Improved CO2 capture performance of CeO2-doped CaO-based pellets: effects of particle size and steam treatment

Abstract

Rapid deactivation of CaO-based sorbents remains a major challenge for the calcium looping (CaL) process. Recently, CeO₂, known for its high Tammann temperature and abundant oxygen vacancies, has been extensively investigated for CaO-based sorbents to mitigate performance degradation. In this study, CeO₂-doped CaO-based pellets, prepared in a more industrially relevant form for the first time, were investigated. The incorporation of CeO₂ alleviated the negative impact of pelletization and particle size on performance.
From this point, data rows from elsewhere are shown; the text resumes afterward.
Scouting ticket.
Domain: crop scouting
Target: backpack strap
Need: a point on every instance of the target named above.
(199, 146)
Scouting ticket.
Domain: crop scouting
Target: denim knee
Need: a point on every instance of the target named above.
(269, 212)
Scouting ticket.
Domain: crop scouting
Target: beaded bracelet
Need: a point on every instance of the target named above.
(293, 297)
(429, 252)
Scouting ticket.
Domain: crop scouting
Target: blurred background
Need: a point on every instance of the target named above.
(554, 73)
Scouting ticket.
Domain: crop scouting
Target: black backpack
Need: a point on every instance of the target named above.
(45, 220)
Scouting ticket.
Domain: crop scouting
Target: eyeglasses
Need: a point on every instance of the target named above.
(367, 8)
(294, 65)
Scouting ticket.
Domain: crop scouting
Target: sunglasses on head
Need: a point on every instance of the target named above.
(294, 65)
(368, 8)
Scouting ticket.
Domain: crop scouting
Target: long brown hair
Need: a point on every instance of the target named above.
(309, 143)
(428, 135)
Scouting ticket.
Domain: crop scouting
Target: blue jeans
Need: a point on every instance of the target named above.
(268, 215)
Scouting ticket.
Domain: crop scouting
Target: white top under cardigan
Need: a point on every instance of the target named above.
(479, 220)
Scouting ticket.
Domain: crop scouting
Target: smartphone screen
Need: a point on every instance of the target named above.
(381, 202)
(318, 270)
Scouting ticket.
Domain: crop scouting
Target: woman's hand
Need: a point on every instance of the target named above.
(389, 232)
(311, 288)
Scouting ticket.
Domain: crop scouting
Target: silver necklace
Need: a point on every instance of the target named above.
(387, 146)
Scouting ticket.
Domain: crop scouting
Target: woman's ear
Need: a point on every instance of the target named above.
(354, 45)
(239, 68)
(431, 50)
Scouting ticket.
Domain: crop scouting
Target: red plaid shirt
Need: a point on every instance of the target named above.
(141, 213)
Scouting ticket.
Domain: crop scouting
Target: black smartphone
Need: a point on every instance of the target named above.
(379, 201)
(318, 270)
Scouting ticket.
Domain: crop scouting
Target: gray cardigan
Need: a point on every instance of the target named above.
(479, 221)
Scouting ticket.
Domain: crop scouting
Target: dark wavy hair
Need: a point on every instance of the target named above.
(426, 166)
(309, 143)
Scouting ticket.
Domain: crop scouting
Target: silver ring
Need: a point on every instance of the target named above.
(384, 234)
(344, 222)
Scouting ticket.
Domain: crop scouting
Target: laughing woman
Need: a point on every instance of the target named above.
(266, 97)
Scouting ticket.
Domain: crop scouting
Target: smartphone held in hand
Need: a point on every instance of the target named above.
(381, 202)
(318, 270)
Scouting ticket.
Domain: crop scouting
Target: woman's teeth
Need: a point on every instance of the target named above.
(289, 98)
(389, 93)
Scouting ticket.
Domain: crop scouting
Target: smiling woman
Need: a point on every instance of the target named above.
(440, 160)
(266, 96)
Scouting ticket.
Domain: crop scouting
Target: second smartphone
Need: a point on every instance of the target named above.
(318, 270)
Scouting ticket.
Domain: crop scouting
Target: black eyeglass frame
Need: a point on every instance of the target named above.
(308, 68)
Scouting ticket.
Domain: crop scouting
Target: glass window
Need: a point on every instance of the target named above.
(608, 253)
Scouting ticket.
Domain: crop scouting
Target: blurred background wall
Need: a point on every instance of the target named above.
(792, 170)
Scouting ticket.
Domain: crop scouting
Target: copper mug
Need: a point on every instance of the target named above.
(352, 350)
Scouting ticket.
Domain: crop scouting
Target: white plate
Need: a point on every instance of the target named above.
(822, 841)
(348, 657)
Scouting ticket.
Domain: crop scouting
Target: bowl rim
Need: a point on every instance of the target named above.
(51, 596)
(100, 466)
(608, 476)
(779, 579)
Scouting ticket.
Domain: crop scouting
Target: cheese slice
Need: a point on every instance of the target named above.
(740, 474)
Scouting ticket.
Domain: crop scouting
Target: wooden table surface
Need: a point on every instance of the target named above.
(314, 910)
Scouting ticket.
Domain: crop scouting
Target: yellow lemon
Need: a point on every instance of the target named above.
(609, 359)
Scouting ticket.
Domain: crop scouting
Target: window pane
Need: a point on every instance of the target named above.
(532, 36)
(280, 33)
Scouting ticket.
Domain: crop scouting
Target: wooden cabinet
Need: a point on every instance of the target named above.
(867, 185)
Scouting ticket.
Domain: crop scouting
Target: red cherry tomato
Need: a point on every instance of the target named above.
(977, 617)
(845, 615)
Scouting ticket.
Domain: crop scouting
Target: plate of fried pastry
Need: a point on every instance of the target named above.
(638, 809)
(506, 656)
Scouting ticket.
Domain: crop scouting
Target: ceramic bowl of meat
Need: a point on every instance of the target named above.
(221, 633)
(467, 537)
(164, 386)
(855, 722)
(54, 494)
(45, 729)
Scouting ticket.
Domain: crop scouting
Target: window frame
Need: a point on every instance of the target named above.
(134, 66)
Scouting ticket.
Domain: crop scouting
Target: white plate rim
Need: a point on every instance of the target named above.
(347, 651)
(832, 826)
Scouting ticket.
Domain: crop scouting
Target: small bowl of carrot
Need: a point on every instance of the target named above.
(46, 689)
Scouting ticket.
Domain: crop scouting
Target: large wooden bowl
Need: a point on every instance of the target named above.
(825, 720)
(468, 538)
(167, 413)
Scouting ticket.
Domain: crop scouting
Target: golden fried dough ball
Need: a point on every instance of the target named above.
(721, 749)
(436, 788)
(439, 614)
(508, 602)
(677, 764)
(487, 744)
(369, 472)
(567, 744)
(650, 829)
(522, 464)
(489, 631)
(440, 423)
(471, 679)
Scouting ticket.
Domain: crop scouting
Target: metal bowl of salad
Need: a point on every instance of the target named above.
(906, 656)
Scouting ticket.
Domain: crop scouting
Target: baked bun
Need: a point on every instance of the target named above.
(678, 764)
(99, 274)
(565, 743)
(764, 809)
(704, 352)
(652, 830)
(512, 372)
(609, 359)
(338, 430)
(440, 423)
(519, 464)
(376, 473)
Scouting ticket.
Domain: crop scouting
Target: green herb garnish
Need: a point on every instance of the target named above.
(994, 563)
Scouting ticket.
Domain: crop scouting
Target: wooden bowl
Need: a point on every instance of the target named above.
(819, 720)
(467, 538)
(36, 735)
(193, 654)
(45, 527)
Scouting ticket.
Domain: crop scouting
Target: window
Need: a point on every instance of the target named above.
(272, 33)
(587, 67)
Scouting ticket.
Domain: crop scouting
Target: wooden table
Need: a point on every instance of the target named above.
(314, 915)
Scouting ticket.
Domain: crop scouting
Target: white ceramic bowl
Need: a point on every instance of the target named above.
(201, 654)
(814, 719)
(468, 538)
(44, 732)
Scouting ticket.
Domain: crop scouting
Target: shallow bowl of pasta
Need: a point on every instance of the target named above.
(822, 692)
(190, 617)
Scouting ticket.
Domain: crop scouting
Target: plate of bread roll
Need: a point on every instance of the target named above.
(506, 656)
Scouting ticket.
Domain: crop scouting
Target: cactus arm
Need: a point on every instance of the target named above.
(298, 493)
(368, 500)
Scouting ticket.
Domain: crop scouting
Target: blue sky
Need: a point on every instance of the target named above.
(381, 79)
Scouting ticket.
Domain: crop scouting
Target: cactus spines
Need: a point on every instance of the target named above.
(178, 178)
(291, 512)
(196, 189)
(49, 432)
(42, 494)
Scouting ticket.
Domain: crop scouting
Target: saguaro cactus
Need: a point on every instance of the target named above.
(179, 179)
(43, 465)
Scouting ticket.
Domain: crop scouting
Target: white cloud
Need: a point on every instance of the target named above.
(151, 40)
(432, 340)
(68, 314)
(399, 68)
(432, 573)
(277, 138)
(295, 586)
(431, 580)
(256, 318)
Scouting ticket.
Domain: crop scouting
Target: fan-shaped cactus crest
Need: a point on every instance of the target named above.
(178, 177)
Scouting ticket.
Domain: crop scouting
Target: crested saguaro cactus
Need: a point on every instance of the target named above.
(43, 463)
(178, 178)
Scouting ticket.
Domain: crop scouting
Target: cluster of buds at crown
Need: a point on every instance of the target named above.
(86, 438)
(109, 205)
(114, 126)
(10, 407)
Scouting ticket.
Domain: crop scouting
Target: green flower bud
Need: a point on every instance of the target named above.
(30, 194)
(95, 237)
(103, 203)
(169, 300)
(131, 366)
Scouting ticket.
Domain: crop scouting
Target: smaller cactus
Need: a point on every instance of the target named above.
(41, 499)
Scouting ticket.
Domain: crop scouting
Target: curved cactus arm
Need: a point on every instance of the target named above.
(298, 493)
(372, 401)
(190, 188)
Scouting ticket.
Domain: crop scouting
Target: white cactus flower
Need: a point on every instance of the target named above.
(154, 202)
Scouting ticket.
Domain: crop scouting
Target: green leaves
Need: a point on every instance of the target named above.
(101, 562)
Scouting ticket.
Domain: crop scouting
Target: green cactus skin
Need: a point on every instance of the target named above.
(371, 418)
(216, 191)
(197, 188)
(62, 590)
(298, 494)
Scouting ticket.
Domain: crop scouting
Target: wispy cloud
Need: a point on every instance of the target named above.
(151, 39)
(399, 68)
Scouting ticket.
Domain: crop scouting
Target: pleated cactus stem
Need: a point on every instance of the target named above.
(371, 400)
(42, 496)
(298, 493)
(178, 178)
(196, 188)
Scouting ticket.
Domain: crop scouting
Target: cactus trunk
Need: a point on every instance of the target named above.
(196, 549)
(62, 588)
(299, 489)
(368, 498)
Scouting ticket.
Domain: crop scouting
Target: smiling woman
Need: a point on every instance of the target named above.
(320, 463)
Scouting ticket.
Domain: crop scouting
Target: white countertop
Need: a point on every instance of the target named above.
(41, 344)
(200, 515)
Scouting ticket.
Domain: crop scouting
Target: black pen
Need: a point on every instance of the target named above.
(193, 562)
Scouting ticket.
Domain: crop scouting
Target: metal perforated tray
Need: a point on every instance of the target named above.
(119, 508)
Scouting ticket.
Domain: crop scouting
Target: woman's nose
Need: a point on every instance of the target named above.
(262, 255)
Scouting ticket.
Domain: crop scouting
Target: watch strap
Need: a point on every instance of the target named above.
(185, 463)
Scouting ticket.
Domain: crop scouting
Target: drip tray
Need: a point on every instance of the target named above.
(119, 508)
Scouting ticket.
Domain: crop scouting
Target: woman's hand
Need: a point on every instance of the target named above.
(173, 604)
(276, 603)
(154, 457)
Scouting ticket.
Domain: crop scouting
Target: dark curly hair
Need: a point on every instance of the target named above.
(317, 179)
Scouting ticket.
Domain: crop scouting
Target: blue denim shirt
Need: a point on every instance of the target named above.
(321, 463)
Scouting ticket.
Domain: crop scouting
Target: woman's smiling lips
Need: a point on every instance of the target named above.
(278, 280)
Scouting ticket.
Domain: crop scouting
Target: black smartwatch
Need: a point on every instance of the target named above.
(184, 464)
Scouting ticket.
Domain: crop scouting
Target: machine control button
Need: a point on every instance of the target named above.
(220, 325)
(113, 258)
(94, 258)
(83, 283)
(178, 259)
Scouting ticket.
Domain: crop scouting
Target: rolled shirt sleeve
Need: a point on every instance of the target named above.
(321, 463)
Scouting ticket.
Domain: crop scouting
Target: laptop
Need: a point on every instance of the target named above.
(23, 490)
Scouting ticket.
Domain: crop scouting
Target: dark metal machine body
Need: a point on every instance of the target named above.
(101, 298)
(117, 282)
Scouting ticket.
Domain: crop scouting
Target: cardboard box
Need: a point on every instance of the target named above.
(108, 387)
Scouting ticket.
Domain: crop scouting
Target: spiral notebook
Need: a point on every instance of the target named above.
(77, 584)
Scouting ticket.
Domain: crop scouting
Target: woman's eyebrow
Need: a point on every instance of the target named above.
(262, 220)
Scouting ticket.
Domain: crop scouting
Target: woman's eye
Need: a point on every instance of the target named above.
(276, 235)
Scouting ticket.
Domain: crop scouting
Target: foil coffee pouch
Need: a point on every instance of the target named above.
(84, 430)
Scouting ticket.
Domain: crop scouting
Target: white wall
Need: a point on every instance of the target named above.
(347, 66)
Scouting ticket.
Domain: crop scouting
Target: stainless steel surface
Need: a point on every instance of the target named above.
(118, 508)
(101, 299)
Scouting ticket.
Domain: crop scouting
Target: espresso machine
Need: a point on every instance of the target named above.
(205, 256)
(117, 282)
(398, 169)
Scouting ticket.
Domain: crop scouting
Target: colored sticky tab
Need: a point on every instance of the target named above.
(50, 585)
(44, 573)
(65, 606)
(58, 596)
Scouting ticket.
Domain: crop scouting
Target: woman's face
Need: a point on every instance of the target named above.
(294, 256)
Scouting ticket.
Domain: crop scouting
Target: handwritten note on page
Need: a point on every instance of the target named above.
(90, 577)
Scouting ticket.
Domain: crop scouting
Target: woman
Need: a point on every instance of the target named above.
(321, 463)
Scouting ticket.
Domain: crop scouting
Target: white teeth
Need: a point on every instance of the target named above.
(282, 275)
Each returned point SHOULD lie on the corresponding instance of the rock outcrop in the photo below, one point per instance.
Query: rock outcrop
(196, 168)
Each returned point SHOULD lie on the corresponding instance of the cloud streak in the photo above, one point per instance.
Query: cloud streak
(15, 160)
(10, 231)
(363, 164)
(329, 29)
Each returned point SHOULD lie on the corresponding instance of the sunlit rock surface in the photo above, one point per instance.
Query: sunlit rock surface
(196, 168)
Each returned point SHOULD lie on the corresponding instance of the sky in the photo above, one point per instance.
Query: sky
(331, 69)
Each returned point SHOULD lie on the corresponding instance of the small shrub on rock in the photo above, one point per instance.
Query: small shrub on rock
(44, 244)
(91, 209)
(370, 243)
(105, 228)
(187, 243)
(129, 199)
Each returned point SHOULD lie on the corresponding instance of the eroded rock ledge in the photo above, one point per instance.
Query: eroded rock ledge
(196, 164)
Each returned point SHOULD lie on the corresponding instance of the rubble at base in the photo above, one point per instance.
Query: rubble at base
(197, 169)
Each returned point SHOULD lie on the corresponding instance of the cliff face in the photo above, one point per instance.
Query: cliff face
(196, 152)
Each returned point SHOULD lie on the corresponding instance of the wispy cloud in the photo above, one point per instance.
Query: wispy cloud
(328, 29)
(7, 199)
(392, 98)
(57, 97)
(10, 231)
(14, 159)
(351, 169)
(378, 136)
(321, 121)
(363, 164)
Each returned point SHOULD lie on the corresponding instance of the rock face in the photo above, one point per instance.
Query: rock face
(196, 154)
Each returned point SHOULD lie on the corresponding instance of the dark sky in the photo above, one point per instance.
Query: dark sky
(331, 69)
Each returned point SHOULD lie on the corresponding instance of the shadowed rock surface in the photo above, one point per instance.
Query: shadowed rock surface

CeO₂-doped CaO-based pellets with different particle sizes (106–180, 180–250, 250–355, and 355–500 μm) exhibited nearly identical CO₂ capture performance, closely matching the reactivity of powdery CeO₂-doped CaO-based sorbents. Furthermore, the effects of two steam-based strategies—steam hydration and steam injection—on the reactivity of the CeO₂-doped pellets were explored. Hydration after the sixth calcination significantly enhanced the reactivity of CeO₂-doped CaO-based pellets. Hydration at 650 °C resulted in a conversion of 86.0% at the sixth cycle, surpassing the non-hydrated pellets by 55.4%. In contrast, steam hydration had minimal impact on the performance of undoped CaO-based pellets, indicating that CeO₂ greatly enhanced the improvement from steam hydration. The effect of steam injection was more complex and highly dependent on the steam concentration. Only a moderate steam concentration (10–15%) enhanced the reactivity, leading to higher carbonation conversions. With 10% steam during carbonation, the initial conversion surged to 93.8%, representing a 22.0% improvement over the counterpart without steam.

Keywords: CO₂ capture; Calcium looping (CaL); Stabilizer; Oxygen vacancy; Particle size; Steam.